MotrinMoms failure on Twitter shows companies what can happen

Motrin recently launched a new set of ads for baby week in an effort to connect with their market. The ads aren't that bad in my mind, but I'm by no means a baby-toting mommy.

The epic failure that has virally grown out of this new campaign is what's happening on Twitter. Popular tweeter and mommy Jessica Gottlieb piped in with some opinions about the new ads and rapidly won support of moms and twitter users, arguing that the ads don't truly understand the market, and speak down to the audience. This isn't new. Moms have been complaining forever.

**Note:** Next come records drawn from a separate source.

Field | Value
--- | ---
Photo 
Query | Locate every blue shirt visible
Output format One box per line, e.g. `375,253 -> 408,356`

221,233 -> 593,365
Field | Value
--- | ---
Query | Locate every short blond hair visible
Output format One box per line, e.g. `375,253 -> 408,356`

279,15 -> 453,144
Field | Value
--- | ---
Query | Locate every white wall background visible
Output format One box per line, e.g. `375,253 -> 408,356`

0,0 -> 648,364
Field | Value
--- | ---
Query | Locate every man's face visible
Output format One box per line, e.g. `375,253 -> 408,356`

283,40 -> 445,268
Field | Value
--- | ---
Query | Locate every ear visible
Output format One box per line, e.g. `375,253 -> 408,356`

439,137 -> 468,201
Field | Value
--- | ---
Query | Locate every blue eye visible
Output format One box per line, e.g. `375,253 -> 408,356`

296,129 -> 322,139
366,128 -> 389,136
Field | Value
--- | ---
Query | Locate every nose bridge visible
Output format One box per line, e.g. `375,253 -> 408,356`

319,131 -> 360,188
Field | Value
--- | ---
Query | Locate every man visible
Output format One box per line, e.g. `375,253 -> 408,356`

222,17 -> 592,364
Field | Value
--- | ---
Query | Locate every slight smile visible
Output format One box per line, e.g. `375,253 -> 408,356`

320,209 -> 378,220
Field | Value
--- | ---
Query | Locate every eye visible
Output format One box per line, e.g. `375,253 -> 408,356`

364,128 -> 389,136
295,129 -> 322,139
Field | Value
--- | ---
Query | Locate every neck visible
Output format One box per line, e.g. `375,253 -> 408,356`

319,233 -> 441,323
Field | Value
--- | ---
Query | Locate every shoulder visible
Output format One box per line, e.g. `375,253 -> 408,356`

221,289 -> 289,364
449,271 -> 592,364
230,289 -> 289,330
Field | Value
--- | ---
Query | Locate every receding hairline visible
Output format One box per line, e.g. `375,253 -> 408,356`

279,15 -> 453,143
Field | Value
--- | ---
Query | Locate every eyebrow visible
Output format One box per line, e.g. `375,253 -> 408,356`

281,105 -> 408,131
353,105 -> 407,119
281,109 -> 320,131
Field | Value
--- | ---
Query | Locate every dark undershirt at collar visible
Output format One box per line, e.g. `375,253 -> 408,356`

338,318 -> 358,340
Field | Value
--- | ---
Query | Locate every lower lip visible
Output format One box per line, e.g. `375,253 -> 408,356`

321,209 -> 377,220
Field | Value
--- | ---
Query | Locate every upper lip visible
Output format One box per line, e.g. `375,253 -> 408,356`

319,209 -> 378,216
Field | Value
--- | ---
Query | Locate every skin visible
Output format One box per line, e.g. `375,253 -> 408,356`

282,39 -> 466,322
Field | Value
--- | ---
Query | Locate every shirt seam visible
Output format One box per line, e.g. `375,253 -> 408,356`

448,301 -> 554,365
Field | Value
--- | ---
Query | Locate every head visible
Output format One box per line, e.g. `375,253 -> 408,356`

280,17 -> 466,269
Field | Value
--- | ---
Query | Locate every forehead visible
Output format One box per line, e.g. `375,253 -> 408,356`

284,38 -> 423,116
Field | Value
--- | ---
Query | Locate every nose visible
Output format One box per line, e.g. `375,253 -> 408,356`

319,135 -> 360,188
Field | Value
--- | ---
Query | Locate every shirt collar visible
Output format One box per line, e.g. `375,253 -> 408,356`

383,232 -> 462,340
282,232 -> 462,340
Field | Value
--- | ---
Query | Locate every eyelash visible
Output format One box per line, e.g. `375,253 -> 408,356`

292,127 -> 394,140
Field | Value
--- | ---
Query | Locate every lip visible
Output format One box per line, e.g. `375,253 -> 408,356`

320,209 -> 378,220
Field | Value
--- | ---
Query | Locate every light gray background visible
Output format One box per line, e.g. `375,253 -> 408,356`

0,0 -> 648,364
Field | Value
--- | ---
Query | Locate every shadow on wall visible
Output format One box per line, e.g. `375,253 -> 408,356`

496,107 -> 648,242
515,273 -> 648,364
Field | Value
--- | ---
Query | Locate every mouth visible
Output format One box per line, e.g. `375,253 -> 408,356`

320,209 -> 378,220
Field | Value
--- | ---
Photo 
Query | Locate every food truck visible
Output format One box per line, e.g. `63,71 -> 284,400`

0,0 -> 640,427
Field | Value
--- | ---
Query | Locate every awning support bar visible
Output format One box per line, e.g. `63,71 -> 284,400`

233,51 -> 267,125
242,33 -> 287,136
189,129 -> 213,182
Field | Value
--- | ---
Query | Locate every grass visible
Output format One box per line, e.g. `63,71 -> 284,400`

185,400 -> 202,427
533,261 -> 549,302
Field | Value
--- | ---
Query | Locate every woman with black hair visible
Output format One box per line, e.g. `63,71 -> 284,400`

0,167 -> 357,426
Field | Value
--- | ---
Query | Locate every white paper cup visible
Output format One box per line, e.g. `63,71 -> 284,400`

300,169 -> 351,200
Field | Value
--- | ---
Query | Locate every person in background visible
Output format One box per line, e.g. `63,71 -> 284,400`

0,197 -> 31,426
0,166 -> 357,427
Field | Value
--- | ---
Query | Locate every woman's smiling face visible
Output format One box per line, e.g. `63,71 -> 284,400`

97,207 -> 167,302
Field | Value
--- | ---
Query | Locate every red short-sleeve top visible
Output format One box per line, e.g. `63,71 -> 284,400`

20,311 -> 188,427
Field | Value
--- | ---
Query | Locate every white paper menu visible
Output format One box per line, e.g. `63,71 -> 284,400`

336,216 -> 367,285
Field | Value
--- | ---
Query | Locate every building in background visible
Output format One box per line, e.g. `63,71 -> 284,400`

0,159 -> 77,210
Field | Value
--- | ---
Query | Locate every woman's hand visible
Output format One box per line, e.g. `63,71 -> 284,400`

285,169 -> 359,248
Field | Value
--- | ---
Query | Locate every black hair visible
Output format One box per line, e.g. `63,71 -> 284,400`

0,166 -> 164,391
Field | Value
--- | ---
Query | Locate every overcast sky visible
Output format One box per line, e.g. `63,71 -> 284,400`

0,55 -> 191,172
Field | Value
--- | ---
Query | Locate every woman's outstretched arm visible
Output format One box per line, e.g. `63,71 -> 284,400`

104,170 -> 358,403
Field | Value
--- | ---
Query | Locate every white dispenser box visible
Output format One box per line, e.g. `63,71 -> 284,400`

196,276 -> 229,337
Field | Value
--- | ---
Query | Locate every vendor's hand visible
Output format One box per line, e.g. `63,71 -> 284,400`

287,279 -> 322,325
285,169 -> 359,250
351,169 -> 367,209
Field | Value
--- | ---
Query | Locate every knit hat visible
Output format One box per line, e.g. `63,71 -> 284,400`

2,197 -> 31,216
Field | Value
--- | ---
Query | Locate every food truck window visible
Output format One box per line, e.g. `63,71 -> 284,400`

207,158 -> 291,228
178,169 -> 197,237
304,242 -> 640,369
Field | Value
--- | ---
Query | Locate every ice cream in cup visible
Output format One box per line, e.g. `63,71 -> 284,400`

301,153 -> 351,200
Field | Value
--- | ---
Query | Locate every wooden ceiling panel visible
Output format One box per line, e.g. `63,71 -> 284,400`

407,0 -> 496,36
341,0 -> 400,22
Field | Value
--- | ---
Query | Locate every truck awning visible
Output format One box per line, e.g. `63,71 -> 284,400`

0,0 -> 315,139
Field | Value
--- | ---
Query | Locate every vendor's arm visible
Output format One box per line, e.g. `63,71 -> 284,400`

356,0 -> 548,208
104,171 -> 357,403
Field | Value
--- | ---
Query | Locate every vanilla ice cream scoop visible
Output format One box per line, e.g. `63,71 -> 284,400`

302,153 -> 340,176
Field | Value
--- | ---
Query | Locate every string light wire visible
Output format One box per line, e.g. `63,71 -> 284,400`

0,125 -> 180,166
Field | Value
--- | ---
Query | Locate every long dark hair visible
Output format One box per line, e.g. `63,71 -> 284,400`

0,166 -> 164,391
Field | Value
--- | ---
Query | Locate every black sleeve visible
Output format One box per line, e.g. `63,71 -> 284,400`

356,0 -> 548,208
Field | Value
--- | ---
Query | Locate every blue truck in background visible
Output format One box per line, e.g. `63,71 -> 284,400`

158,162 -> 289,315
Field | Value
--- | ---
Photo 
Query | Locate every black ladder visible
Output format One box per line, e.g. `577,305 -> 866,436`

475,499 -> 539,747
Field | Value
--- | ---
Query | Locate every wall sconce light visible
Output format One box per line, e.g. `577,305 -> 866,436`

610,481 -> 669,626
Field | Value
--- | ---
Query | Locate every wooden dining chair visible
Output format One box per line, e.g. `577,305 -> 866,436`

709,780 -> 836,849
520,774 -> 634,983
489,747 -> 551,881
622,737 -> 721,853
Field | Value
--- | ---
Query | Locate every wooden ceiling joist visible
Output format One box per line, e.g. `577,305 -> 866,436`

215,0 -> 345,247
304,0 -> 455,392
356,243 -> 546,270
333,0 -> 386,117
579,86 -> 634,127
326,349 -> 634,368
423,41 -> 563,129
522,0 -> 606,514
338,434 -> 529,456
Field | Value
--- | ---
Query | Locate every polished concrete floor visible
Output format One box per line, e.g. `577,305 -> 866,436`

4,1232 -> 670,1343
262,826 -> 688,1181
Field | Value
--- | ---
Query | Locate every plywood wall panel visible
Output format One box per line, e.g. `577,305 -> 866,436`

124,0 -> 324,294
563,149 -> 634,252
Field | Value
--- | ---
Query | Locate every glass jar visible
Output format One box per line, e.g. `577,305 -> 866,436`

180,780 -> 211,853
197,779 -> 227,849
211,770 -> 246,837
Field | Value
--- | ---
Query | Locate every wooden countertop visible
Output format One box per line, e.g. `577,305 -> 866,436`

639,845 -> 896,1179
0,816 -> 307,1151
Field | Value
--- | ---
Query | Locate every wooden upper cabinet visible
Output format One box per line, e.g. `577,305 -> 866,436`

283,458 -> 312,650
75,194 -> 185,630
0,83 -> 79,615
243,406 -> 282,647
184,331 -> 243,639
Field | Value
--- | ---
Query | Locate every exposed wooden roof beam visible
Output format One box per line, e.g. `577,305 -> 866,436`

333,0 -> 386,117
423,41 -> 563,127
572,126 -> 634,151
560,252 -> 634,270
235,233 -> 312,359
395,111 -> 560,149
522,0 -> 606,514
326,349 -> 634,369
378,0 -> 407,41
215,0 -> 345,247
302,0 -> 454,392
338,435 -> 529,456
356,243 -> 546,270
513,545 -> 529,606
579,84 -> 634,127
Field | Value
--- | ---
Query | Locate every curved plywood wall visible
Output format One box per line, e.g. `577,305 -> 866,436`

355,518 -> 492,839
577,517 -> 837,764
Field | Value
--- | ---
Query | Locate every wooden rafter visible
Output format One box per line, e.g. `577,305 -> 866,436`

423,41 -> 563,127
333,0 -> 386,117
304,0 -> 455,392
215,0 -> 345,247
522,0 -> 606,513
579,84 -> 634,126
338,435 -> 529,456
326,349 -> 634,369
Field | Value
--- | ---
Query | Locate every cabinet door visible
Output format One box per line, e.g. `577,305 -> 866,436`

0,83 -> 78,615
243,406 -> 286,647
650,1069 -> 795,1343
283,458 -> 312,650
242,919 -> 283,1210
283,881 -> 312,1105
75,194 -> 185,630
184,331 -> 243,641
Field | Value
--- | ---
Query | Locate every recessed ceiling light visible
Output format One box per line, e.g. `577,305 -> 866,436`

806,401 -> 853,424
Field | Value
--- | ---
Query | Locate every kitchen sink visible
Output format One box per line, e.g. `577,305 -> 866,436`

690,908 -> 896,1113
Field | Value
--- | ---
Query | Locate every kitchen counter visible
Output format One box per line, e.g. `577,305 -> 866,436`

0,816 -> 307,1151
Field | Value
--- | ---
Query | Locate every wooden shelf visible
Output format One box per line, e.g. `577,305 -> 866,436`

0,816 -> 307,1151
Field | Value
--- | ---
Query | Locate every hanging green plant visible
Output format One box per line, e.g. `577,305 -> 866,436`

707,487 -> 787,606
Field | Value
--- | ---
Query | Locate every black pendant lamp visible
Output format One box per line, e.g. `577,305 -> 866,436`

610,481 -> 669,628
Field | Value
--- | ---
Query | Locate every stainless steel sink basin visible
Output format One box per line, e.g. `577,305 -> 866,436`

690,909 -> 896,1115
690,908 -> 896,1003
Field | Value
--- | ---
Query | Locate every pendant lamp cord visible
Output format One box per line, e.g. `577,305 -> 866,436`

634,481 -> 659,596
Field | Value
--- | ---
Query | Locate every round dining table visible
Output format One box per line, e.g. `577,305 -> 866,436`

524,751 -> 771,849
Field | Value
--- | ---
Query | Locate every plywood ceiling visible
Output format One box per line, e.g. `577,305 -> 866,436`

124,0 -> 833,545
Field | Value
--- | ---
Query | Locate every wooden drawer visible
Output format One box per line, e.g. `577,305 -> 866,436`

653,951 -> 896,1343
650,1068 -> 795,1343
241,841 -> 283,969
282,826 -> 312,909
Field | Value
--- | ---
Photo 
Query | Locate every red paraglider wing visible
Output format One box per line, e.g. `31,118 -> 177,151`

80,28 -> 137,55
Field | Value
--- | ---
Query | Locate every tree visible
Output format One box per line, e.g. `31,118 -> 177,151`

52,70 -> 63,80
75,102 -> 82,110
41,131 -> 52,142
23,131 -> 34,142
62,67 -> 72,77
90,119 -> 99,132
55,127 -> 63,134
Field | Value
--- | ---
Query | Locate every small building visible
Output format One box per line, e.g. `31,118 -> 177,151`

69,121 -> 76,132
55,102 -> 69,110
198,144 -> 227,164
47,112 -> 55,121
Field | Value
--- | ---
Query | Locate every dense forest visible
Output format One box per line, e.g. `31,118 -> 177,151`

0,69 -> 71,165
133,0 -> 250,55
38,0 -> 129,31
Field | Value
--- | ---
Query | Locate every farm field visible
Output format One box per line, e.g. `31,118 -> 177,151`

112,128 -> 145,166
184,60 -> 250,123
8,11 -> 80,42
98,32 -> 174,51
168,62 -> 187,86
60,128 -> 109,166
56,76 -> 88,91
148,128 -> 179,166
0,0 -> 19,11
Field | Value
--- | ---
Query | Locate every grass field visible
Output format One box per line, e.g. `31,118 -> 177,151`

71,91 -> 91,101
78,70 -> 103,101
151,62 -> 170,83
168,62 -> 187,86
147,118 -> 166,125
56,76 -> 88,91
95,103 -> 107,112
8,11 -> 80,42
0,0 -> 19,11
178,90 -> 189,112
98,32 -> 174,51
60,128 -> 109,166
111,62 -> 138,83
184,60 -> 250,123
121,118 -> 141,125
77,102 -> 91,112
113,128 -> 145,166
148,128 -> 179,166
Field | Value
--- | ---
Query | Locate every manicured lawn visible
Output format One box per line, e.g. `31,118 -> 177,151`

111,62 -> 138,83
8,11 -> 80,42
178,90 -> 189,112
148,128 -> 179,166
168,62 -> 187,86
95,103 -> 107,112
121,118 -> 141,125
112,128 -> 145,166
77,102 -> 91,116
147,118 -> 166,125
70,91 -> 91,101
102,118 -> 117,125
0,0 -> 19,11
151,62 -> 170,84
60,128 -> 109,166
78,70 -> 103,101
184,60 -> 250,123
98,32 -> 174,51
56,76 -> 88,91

So that happened on the weekend.

Have Motrin brand managers, community managers, PR people, or parent-company reps (Johnson & Johnson owns both Motrin and Tylenol) joined the conversation? Is there an official response? The real problem is that huge companies like this aren't nimble enough to be waiting in the wings when a new campaign launches to immediately respond (conversationally) with detractors. Imagine if after the first blog post or tweet, J&J had their community team reach out to these bloggers and tweeters and dig a little deeper. --Or even better, show the top 5 mommy bloggers the ads AHEAD of time as your test audience. Get their feedback, and tweak as necessary...
(From the motrin.com homepage, an official message from marketing...)
We are in the age of people-publishing, and as cool as the ads look-- it's about the response from the blogosphere that will make it or break it online. Reputation management is not a monthly meeting with your PR agency; It's a minute-by-minute strategy that has to be real-time and deployable and adaptable at a moments notice.